Through her portrait business and as an inspirational speaker, Munstedt helps women see their beauty and increase their confidence—both in photos and in life—so they can proudly stand out as the face of their business. Through her Facebook Live video series, Munstedt opens up about her own past obstacles and negative self-image. Her vulnerability and warmth helps to inspire others to overcome their individual challenges.


Transcript for video: I want you to do something for me. I want you to go to a mirror. It can either be a little hand mirror or maybe a bathroom mirror. What are the words that you say to yourself when you are looking in the mirror? I want you to think about that right now. When you are seeing your reflection in the mirror that you’re looking in, are you saying “Hello, beautiful. Hello, sexy. Your eyes are gorgeous.” Uplifting words. Or are you saying “I’m fat. My nose is too big. My teeth are too yellow. My hair looks horrible.” What are you saying to yourself in the mirror?

I know that most of us, when we look in mirrors, we’re not saying the first things I mentioned. We’re saying the second thing. It’s been ingrained in us that we walk by a mirror and the words that we say are things of negativity. When I was saying those first words like, “hello gorgeous and I love you, your eyes are beautiful,” it made me feel so good. As I was saying those other things, like “you’re ugly and you’re fat,” I just felt so horrible saying those things to myself.

I know you’ve probably heard this quote before: your beliefs become your thoughts, your thoughts become your words, your words become your actions, your actions become your habits, your habits become your values and your values become your destiny.” I hadn’t heard the last three parts of that before. So our beliefs become our destiny. If we believe ourselves to be fat, ugly, and not worthy, not good enough, that is going to become our destiny. Think about that for a second. Things that you’re saying become where you end up in your life.

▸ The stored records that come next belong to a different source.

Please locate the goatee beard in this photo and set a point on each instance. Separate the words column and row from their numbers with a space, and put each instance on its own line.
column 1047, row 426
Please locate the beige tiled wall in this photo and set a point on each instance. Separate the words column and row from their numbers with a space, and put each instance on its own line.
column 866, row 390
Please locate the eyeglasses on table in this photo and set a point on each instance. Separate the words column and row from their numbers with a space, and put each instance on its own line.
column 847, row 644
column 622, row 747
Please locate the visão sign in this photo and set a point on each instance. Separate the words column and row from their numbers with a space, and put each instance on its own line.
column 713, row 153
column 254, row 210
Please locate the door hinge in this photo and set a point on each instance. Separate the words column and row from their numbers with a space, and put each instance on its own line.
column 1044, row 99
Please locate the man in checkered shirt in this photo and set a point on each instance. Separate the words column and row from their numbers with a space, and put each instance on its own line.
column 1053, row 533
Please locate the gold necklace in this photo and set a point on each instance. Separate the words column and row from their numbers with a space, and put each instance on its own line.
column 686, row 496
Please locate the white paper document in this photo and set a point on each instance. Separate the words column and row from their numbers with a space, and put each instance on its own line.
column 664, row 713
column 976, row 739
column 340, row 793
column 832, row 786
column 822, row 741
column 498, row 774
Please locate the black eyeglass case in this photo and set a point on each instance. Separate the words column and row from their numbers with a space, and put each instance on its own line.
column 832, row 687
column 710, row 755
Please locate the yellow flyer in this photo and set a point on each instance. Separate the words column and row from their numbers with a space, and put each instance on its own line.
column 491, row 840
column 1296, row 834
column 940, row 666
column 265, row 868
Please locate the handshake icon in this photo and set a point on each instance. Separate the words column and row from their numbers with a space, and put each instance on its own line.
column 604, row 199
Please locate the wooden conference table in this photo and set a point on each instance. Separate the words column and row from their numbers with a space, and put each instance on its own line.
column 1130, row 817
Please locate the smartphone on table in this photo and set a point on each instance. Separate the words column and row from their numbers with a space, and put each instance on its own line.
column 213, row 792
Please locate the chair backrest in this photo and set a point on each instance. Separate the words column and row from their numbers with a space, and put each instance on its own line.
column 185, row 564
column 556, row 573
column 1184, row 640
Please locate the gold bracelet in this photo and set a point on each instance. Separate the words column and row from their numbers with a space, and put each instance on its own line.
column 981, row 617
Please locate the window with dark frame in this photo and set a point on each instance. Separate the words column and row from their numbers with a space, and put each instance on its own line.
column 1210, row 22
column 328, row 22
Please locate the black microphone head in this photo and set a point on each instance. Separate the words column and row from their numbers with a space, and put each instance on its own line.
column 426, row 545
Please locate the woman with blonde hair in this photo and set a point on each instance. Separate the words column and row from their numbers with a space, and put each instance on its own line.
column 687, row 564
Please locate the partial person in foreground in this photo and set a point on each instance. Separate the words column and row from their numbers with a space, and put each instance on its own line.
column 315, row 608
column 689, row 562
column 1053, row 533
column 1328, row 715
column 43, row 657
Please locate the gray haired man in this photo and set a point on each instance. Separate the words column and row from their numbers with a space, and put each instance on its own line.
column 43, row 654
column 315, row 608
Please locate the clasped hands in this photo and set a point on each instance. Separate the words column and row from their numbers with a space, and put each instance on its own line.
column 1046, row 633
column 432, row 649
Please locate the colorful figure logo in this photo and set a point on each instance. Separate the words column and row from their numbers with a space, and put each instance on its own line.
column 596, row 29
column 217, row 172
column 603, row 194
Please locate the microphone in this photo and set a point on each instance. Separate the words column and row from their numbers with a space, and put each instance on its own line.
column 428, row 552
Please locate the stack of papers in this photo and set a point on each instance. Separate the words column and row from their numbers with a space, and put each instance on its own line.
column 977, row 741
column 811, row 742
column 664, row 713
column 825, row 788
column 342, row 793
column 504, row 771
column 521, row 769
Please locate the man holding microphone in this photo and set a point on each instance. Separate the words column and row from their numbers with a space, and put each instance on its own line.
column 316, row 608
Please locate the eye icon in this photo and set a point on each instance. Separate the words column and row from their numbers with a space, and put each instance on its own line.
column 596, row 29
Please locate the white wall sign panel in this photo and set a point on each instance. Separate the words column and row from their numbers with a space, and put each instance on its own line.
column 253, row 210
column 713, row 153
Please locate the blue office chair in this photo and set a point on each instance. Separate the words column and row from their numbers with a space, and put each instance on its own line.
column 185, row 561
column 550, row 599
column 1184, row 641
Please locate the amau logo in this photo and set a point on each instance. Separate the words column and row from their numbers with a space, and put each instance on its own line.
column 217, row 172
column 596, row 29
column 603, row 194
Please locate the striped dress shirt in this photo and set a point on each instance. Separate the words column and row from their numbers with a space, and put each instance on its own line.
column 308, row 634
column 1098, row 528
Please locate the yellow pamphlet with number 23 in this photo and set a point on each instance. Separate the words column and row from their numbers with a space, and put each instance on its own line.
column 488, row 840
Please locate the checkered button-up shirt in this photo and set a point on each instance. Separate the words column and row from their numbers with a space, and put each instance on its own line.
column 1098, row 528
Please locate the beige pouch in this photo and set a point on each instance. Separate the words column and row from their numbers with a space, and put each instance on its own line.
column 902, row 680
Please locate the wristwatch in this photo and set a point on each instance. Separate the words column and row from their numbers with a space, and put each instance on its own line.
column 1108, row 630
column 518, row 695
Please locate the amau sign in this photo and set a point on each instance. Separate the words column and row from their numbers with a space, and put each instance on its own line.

It’s completely true. Try saying the nicer things to yourself and think about what your destiny is going to be after you have filled your beliefs, your thoughts, your words, your actions with those words of positivity. Think about where you can go in your life.

I used to be someone who said all sorts of negative things to myself. I am not a thin person; I am overweight. I am actually going to call myself a fat person because fat is just a descriptor. It does not say who I am. It is a descriptor of the weight I am right now. I also have a love hate relationship with my belly. It’s my biggest part. It’s been my problem area for my whole life. Recently my coach said, “what if you said loving things to those parts of your body that you dislike?”

What if you told your belly that you loved it? What if you told your arms that you loved it? What if you told your whole body that you loved it? So I said to myself, “Body, I love you. Belly, I love you. Hair, I love you. Thighs, I love you too.” Try it. And even if you don’t necessarily love them, accept them. When we accept our bodies and see our true beauty, the farther we go in our lives. Our beliefs become thoughts, become words, become actions, become habit, become values, become our destiny.